My mother was dying for two years before she actually left us for Home. She was diagnosed with a brain tumour and went through the usual procedure of therapy, hope, helter-skelter emotions, waiting and finally dying. She was unable to cope with a family of five children and she was in and out of hospital; so it was deemed right that the family should be sent to various aunts and uncles until such times as she got better. My father was incapable of bringing up a small family and working full-time, visiting my mum during her hospitalization, and coping with her illness. So “my tears were my food” as the Psalmist said. Although living with my aunt and uncle, I felt displaced, worried and stressed out by the unknown future. (Looking back it’s possible to put a name to all these feelings but as a nine-year-old all I knew was I wasn’t enjoying life.)

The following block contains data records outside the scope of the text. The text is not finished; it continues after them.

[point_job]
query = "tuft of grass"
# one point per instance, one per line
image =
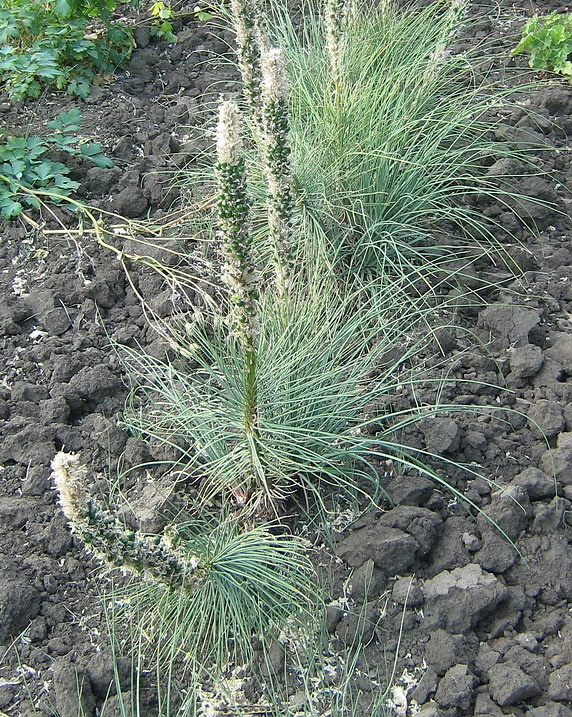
(257, 579)
(396, 142)
(326, 362)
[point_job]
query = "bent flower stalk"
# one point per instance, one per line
(156, 557)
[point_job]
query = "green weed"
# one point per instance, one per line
(547, 40)
(26, 165)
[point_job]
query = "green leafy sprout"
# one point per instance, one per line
(56, 44)
(547, 40)
(26, 165)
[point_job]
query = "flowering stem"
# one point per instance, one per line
(247, 18)
(156, 557)
(277, 164)
(239, 269)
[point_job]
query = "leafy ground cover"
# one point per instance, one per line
(492, 629)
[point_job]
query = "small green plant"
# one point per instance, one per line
(26, 165)
(162, 14)
(547, 39)
(44, 43)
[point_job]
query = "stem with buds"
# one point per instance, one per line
(156, 557)
(239, 269)
(277, 164)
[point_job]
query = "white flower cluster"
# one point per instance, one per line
(247, 18)
(158, 558)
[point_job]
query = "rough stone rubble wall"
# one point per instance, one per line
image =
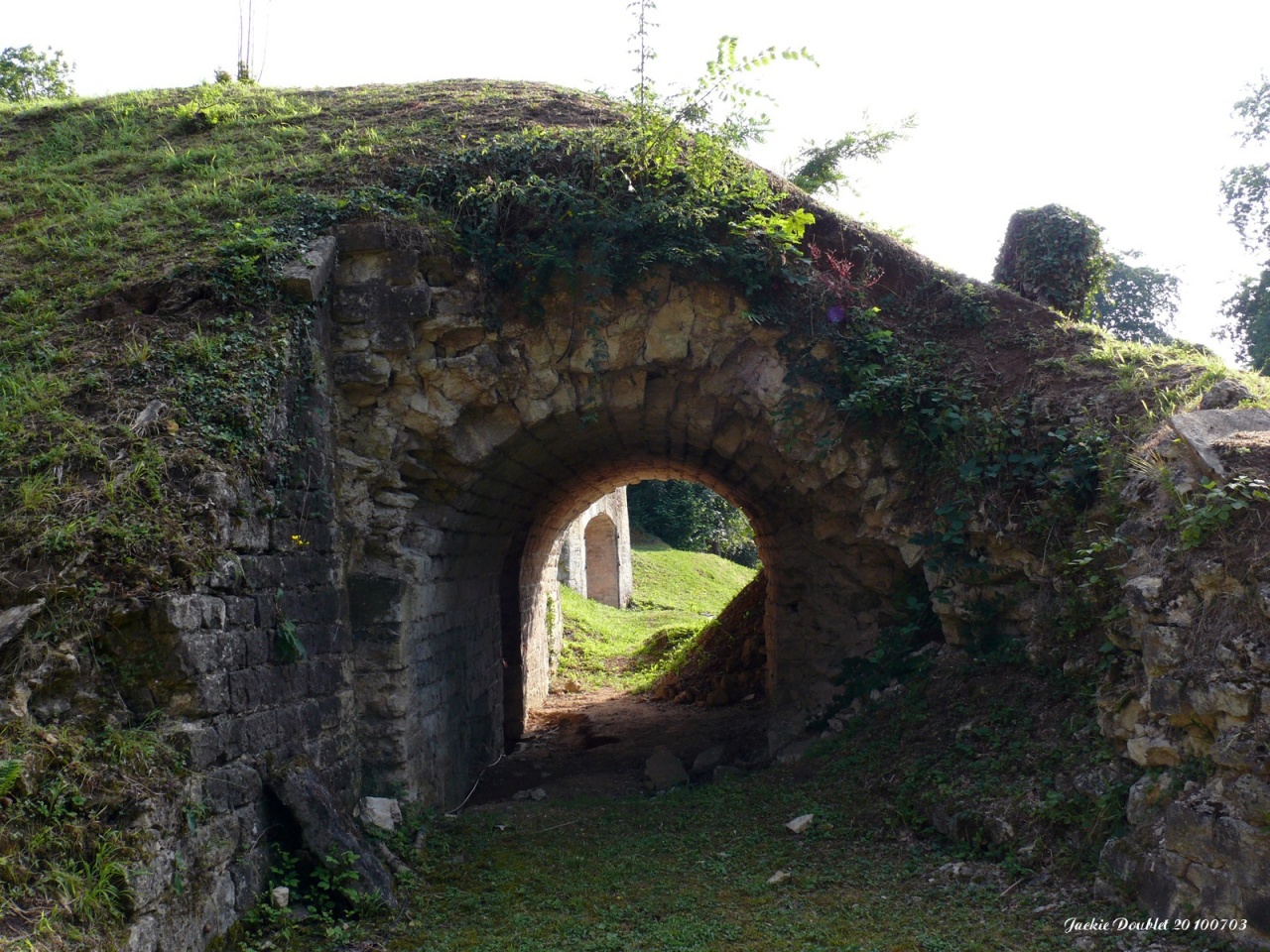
(211, 660)
(470, 438)
(461, 442)
(1194, 715)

As a child I had gone to Sunday School and children’s meetings where I knew God to be the all-powerful, all-seeing, all-knowing God. It was natural for me to think that He would save my mother from death. I remember praying the words of a song, “He’s able, He’s able, I know He’s able; I know my Lord is able to carry me through.” I changed the word “me” for “her”. I wept just before she died. The next morning my dad brought breakfast to us in bed – something that never happened - and told us that mum had gone. I expected myself to burst out crying but the tears wouldn’t come. They didn’t even come at the funeral. They have come over the years at intermittent stages and events.
As I think about that verse from Psalm 42v3 “My tears have been my food” I think there are two ways to understand it. We can see it as fasting or we can see it as feasting. In the first case we can understand the tears as being a substitute for the meal. Heartache and toothache both bring about a lack of appetite. Often a person in grief will need to be prompted to eat. If we take it to mean the latter however, we broaden into a new vista. Food brings sustenance, it strengthens us. The apostle Paul in his letter to the Romans says this: “We know that suffering produces perseverance; perseverance, character; and character, hope. And hope does not disappoint us, because God has poured out His love into our hearts by the Holy Spirit, whom He has given us.”
(Romans 5:3-5 NIV) So the end is more important than the beginning. The tears of despair end up in hope after passing through the dark tunnels of perseverance and character. At the time of our tears all we can see is the darkness spread out before us, but joy comes in the morning.
Let us not give up hope, nor give in to despair. Those who go out weeping will return will songs of joy. (Psalm 126v6) We sow in tears but we will reap the joy of hope. God has poured out His love into our hearts. He is not going to take that away from us. He is faithful. And He loves you, even through the tears.